Review: I've been a huge David Baldacci fan since reading a book by him several years ago on a business trip and been hooked ever since. Thank goodness my dad is a fan, so he typically buys his books for us. :) The Whole Truth definitely does not disappoint. Enter Nicolas Creel, a billionaire on a mission to set the world straight by sending it back to the times of the Cold War. Nicolas Creel is definitely the villain in the story but I didn't hate him. I thought he was a bit egotistical but I somewhat understood his reasoning behind his creation of war. Enter Shaw, who is a mercenary who happens to step in to the chaos by accident. Along comes Katie James, Pulitzer Prize winning journalist, who has fallen from grace and is scrambling to get her career back. She gets sucked into the main plot by circumstance and inevitably her and Shaw cross paths, separate and then reconnect.
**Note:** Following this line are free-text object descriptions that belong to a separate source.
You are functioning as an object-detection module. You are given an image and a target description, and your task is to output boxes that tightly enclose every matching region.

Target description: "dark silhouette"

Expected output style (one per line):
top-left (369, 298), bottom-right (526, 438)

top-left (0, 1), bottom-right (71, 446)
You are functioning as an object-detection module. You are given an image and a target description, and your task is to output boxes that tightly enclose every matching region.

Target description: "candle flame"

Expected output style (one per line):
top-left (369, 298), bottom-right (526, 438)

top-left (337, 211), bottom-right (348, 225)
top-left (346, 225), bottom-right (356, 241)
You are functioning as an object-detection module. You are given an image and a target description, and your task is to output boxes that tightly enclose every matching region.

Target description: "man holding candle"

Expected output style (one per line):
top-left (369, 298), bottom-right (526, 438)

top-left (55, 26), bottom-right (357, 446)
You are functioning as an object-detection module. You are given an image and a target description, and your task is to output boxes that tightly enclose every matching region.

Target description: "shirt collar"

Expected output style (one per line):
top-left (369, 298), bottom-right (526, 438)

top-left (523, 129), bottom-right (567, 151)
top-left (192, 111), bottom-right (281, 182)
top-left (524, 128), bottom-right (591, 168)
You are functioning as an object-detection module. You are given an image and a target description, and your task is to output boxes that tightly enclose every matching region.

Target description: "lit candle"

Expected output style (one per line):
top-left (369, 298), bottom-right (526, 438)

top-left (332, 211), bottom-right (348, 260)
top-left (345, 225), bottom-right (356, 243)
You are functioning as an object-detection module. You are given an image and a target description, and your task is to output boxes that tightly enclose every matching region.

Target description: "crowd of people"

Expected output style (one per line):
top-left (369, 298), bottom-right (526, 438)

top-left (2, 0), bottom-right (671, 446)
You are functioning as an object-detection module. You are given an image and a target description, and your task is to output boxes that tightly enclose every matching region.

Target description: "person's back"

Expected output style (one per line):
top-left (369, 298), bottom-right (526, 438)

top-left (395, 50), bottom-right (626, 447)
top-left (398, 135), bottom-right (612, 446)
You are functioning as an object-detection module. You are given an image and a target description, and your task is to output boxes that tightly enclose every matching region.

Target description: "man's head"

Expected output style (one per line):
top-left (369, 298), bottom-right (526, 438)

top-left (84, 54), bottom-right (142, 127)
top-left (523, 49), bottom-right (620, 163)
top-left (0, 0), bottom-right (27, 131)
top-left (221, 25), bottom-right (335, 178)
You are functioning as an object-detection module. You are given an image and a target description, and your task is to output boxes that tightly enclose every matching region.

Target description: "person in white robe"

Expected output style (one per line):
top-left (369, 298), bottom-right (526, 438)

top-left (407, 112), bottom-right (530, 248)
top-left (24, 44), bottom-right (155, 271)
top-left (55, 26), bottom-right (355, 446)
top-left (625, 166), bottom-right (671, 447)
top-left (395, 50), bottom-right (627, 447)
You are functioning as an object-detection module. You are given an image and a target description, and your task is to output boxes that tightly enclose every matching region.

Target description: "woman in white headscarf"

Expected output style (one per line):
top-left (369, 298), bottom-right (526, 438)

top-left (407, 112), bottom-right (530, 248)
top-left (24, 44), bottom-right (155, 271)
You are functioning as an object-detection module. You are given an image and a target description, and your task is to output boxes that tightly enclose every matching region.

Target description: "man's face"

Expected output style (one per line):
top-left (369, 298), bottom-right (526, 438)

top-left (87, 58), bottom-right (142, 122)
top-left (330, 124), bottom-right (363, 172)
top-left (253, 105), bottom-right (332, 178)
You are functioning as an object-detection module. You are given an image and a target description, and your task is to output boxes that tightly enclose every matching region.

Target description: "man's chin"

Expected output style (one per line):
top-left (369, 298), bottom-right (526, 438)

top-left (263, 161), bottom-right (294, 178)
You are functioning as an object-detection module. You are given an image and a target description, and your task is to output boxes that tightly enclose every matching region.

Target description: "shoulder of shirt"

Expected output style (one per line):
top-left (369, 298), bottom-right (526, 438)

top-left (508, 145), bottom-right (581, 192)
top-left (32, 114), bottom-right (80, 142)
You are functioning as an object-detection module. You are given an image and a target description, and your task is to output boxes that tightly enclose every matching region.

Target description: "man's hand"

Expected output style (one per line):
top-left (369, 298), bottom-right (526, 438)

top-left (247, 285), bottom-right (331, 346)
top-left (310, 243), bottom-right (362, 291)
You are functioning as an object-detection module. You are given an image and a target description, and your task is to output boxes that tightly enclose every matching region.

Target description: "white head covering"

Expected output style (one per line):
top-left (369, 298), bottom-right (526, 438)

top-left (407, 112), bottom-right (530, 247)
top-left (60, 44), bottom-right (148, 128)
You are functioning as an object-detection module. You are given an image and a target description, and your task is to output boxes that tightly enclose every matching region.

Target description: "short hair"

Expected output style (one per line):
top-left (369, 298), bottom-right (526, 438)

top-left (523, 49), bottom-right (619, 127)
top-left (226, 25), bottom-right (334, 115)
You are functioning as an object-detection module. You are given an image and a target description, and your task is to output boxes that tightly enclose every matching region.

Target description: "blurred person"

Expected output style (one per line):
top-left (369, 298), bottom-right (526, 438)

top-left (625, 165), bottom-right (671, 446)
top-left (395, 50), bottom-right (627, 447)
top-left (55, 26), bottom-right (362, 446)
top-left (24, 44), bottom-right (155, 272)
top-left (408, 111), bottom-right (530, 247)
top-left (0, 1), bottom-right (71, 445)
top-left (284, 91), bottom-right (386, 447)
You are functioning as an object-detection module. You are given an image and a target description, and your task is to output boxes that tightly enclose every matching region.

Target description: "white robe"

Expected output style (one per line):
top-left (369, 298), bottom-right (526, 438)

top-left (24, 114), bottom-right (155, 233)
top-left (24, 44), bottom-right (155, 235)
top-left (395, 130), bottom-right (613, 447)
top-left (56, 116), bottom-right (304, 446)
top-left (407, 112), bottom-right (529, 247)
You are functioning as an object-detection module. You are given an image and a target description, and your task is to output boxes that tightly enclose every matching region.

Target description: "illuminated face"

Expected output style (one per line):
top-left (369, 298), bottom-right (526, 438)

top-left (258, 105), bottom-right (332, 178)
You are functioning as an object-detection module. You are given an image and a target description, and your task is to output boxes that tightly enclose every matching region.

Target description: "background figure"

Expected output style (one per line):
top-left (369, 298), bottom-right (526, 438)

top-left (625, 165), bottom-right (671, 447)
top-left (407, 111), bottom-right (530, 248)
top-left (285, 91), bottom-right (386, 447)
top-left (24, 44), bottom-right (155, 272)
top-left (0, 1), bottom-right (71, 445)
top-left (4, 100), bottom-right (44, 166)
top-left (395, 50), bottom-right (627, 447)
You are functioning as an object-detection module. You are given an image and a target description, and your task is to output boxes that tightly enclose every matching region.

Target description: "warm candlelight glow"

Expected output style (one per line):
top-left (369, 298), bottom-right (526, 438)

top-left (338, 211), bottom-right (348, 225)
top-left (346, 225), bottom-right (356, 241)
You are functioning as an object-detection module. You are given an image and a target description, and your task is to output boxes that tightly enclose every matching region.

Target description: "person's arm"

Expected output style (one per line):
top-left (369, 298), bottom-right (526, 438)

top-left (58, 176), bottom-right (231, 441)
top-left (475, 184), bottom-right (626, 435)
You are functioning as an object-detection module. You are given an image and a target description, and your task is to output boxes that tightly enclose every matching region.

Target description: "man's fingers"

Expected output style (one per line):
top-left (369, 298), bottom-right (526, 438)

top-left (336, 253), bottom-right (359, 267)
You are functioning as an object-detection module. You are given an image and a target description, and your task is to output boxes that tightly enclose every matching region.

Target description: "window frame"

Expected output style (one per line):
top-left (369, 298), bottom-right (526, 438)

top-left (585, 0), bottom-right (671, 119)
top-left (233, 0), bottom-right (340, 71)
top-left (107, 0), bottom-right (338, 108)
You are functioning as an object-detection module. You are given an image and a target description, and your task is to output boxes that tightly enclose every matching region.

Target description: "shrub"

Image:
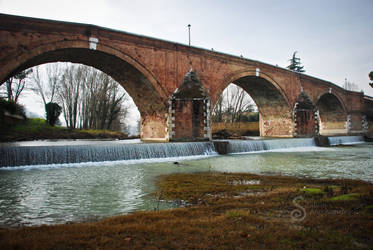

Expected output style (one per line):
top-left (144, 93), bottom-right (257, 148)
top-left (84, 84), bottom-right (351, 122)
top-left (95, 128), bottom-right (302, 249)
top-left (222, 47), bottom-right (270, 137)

top-left (45, 102), bottom-right (62, 126)
top-left (0, 98), bottom-right (26, 118)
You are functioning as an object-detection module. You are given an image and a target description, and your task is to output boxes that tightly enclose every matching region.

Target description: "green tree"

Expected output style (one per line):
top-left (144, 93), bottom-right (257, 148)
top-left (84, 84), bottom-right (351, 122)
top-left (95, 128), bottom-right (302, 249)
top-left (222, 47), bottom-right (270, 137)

top-left (0, 98), bottom-right (26, 118)
top-left (45, 102), bottom-right (62, 126)
top-left (369, 71), bottom-right (373, 88)
top-left (287, 51), bottom-right (305, 73)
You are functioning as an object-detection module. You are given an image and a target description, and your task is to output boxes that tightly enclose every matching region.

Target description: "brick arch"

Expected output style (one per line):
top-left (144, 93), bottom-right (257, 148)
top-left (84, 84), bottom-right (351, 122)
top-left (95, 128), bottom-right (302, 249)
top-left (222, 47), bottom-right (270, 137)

top-left (315, 91), bottom-right (347, 113)
top-left (1, 40), bottom-right (168, 114)
top-left (0, 40), bottom-right (170, 141)
top-left (216, 70), bottom-right (290, 107)
top-left (316, 92), bottom-right (348, 135)
top-left (213, 70), bottom-right (293, 137)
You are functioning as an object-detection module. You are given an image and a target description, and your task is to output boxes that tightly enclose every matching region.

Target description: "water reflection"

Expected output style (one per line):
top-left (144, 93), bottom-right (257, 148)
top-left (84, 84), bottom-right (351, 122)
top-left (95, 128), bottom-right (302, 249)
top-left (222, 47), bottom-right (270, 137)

top-left (0, 165), bottom-right (146, 226)
top-left (0, 143), bottom-right (372, 227)
top-left (201, 144), bottom-right (373, 182)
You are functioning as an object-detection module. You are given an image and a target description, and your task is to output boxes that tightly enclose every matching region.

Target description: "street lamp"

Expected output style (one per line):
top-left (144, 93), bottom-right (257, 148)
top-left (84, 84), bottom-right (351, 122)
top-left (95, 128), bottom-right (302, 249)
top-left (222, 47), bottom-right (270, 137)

top-left (188, 24), bottom-right (191, 46)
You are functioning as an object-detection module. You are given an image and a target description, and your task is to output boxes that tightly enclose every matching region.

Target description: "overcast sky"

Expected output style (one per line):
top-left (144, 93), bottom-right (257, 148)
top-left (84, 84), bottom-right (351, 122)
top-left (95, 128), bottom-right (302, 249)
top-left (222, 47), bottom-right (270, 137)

top-left (1, 0), bottom-right (373, 116)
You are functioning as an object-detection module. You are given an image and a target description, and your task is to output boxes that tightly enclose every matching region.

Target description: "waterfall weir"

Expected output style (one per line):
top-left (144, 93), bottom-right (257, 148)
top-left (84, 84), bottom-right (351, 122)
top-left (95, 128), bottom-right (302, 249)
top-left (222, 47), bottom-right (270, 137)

top-left (0, 142), bottom-right (216, 167)
top-left (226, 138), bottom-right (316, 154)
top-left (1, 136), bottom-right (366, 167)
top-left (328, 136), bottom-right (365, 146)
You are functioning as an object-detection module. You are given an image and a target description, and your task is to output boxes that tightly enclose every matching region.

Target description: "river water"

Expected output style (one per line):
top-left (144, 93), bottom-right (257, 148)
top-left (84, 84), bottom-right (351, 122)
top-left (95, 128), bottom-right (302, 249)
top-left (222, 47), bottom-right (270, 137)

top-left (0, 140), bottom-right (372, 227)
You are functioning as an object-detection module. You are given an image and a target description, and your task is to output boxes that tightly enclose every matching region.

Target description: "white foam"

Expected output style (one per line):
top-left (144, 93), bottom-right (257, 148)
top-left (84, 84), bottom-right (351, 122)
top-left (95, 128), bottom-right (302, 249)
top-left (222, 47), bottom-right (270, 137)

top-left (227, 138), bottom-right (318, 154)
top-left (328, 136), bottom-right (364, 146)
top-left (0, 153), bottom-right (217, 171)
top-left (0, 141), bottom-right (216, 167)
top-left (231, 146), bottom-right (333, 155)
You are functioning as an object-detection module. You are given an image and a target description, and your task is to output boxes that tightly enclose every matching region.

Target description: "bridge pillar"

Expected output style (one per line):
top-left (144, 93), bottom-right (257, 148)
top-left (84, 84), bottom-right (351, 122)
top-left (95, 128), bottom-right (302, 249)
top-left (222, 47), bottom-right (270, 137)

top-left (348, 112), bottom-right (364, 135)
top-left (140, 113), bottom-right (169, 142)
top-left (366, 117), bottom-right (373, 139)
top-left (169, 68), bottom-right (210, 141)
top-left (293, 91), bottom-right (318, 137)
top-left (363, 97), bottom-right (373, 139)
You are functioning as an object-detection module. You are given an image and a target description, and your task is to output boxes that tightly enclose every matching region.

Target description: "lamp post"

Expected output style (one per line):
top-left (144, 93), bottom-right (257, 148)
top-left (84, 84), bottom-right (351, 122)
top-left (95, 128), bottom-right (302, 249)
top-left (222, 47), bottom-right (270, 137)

top-left (188, 24), bottom-right (191, 46)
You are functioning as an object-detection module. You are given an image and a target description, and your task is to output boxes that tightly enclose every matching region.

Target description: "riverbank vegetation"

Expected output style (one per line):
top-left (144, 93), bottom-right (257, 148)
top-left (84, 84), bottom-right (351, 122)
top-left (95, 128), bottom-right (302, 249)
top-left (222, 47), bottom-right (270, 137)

top-left (0, 172), bottom-right (372, 249)
top-left (0, 118), bottom-right (133, 142)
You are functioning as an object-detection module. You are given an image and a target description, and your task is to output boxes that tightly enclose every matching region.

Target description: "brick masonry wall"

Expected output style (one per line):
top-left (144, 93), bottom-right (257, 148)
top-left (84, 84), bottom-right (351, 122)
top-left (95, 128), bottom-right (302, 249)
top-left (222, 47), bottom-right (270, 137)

top-left (0, 14), bottom-right (369, 140)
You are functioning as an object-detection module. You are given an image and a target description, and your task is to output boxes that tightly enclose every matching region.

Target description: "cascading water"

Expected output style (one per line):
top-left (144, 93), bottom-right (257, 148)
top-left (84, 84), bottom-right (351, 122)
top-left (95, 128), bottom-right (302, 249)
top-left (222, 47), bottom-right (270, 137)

top-left (0, 142), bottom-right (216, 167)
top-left (1, 136), bottom-right (366, 167)
top-left (227, 138), bottom-right (316, 154)
top-left (328, 135), bottom-right (365, 146)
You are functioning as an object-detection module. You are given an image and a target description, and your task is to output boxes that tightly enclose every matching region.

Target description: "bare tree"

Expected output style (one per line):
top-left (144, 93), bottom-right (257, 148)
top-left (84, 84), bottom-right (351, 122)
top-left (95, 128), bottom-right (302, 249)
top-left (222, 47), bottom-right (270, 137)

top-left (58, 64), bottom-right (84, 129)
top-left (343, 78), bottom-right (359, 91)
top-left (56, 64), bottom-right (129, 131)
top-left (212, 96), bottom-right (224, 122)
top-left (78, 67), bottom-right (128, 130)
top-left (28, 63), bottom-right (132, 131)
top-left (78, 66), bottom-right (95, 129)
top-left (1, 69), bottom-right (32, 103)
top-left (30, 64), bottom-right (61, 106)
top-left (212, 84), bottom-right (256, 123)
top-left (225, 85), bottom-right (251, 122)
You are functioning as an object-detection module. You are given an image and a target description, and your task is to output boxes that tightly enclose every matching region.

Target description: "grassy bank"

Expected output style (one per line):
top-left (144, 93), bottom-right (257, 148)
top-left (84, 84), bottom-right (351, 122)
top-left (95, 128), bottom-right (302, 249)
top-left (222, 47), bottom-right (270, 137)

top-left (0, 118), bottom-right (134, 142)
top-left (0, 173), bottom-right (372, 249)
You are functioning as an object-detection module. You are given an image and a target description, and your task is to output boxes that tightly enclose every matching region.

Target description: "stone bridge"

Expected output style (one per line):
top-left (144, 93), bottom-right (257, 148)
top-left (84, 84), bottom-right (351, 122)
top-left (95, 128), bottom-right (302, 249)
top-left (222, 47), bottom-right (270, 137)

top-left (1, 14), bottom-right (372, 141)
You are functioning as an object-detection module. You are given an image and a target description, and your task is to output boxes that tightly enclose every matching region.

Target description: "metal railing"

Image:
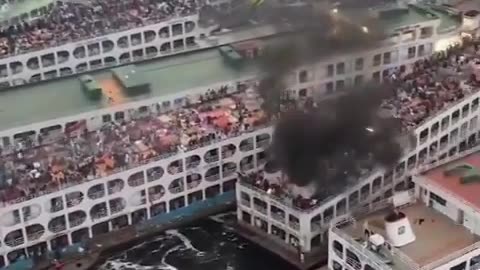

I think this book shed light on things that could happen and maybe even are going on in boardrooms/war rooms right now. The theory of M.A.D (Mutual Assured Destruction)is a theme throughout the book and an interesting one that does go back to the cold war. If anything this book does make you think about if we are safer now or if we were safer back in the days of the cold war. What does it mean to be safe? What are the consequences of some countries having all the power? Is it a bad thing? Is it good? Is it a better known than the terrorists from the Middle East?

I'm looking forward to seeing if Mr. Baldacci creates another book with Shaw and Katie James because it certainly was left open for that option.

At the end of the book Mr. Baldacci makes a statement about "perception management" and how real it is and how there are PR firms that specialize in this but it's kept quiet. I can't say that I'm shocked by this. I'm not a cynic but nothing really, truly shocks me anymore when it comes to world politics.

It wasn't his best book that I've read, but it definitely left me thinking about politics and consequences of too much power and money. If you like this book then I highly recommend Wild Fire by Nelson Demille, it deals with some of the same themes but in a different manner.